Extract Attachments from PDF

Aspose.PDF for Java supports several extraction flows depending on how attachments are stored in the document.

Extract a single attachment by name

Use this example when you need to save one specific embedded file from a PDF.

  1. Open the source PDF Document.
  2. Iterate through the embedded file collection until the required attachment name is found.
  3. Copy the attachment stream to the output file and stop after extraction.
public static void extractSingleAttachment(Path inputFile, String attachmentName, Path outputFile) throws Exception {
    try (Document document = new Document(inputFile.toString())) {
        System.out.println("Extracting attachment: " + attachmentName);

        boolean attachmentFound = false;
        for (FileSpecification fileSpecification : document.getEmbeddedFiles()) {
            if (attachmentName.equals(fileSpecification.getName())) {
                try (InputStream inputStream = fileSpecification.getContents();
                     OutputStream outputStream = Files.newOutputStream(outputFile)) {
                    inputStream.transferTo(outputStream);
                }
                System.out.println("Attachment extracted successfully");
                attachmentFound = true;
                break;
            }
        }

        if (!attachmentFound) {
            throw new IllegalArgumentException("Attachment '" + attachmentName + "' not found in PDF");
        }
    }
}

This helper method prints the metadata stored in a FileParams object.

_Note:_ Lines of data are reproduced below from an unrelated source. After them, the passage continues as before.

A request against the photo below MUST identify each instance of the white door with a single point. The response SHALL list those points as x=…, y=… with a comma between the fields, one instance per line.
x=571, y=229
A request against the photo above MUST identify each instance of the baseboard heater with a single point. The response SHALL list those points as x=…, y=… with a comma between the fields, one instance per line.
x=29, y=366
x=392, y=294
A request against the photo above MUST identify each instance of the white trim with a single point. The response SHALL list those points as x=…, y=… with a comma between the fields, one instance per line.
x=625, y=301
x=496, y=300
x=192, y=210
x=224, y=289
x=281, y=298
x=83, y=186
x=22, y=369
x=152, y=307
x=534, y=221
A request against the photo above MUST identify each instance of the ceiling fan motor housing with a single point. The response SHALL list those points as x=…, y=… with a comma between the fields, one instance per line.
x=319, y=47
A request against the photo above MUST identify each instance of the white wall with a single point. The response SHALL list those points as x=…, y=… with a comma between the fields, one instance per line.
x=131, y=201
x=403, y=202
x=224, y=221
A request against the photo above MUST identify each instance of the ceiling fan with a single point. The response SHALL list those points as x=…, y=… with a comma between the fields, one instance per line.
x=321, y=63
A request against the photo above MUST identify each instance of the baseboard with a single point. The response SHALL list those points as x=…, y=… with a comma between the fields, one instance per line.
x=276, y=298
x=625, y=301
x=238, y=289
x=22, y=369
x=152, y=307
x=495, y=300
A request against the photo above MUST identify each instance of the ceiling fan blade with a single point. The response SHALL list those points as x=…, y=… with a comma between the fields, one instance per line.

  1. Check whether the file parameters object exists.
  2. Read the available checksum, creation date, modification date, and size values.
  3. Print the values to the console.
public static void printFileParams(FileParams params) {
    if (params != null) {
        try {
            System.out.println("CheckSum: " + params.getCheckSum());
        } catch (Exception ex) {
            System.out.println("CheckSum: null");
        }
        System.out.println("Creation Date: " + params.getCreationDate());
        System.out.println("Modification Date: " + params.getModDate());
        System.out.println("Size: " + params.getSize());
    }
}

Extract all embedded attachments

Use this example when every embedded file in the PDF should be written to an output directory.

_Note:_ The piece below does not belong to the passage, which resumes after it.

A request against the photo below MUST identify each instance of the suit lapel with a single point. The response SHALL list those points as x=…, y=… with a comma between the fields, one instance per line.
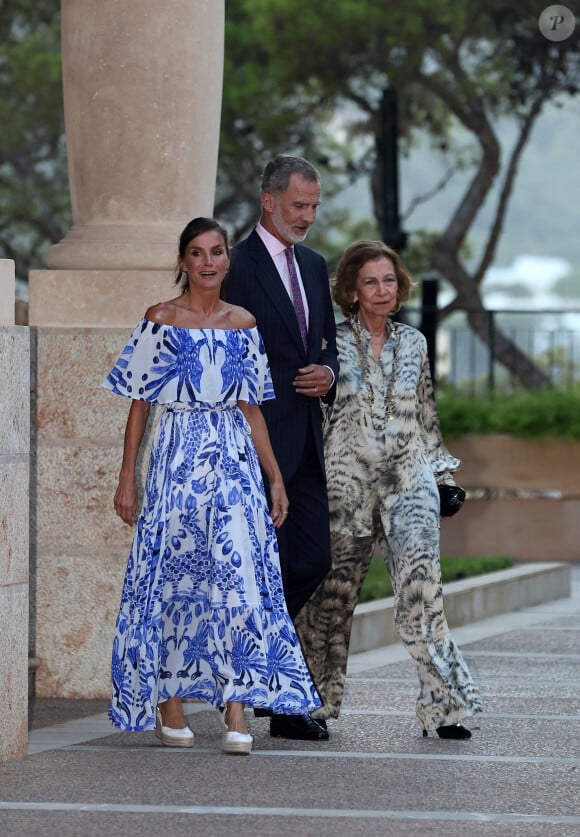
x=269, y=279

  1. Open the source PDF Document.
  2. Iterate through the embedded file collection and determine a safe output file name for each item.
  3. Print the metadata, save each attachment stream, and continue until all files are exported.
public static void extractAttachments(Path inputFile, Path outputDir) throws Exception {
    try (Document document = new Document(inputFile.toString())) {
        System.out.println("Total files: " + document.getEmbeddedFiles().size());

        int fileIndex = 1;
        for (FileSpecification fileSpecification : document.getEmbeddedFiles()) {
            String fileName = fileSpecification.getName();
            if (fileName == null || fileName.isBlank()) {
                fileName = fileSpecification.getUnicodeName();
            }
            if (fileName == null || fileName.isBlank()) {
                fileName = "attachment_" + fileIndex + ".bin";
            }

            System.out.println("Name: " + fileName);
            System.out.println("Description: " + fileSpecification.getDescription());
            System.out.println("Mime Type: " + fileSpecification.getMIMEType());
            printFileParams(fileSpecification.getParams());

            Path outputPath = outputDir.resolve(fileName);
            try (InputStream inputStream = fileSpecification.getContents();
                 OutputStream outputStream = Files.newOutputStream(outputPath)) {
                inputStream.transferTo(outputStream);
            }
            fileIndex++;
        }
    }
}

Extract a file attachment annotation

Use this example when the file is attached through a page annotation instead of only through the embedded files collection.

  1. Open the source PDF Document.
  2. Locate the first FileAttachmentAnnotation on the page.
  3. Read its file specification, export the contents, and print the destination path.
public static void extractFileAttachmentAnnotation(Path inputFile, Path outputDir) throws Exception {
    try (Document document = new Document(inputFile.toString())) {
        FileAttachmentAnnotation fileAttachment = null;
        for (Annotation annotation : document.getPages().get_Item(1).getAnnotations()) {
            if (annotation.getAnnotationType() == AnnotationType.FileAttachment) {
                fileAttachment = (FileAttachmentAnnotation) annotation;
                break;
            }
        }

        if (fileAttachment == null) {
            System.out.println("File attachment annotation not found.");
            return;
        }

        FileSpecification fileSpecification = fileAttachment.getFile();
        System.out.println("File name: " + fileSpecification.getName());

        Path outputPath = outputDir.resolve("extracted-" + fileSpecification.getName());
        try (InputStream inputStream = fileSpecification.getContents();
             OutputStream outputStream = Files.newOutputStream(outputPath)) {
            inputStream.transferTo(outputStream);
        }

        System.out.println("Extracted to: " + outputPath);
    }
}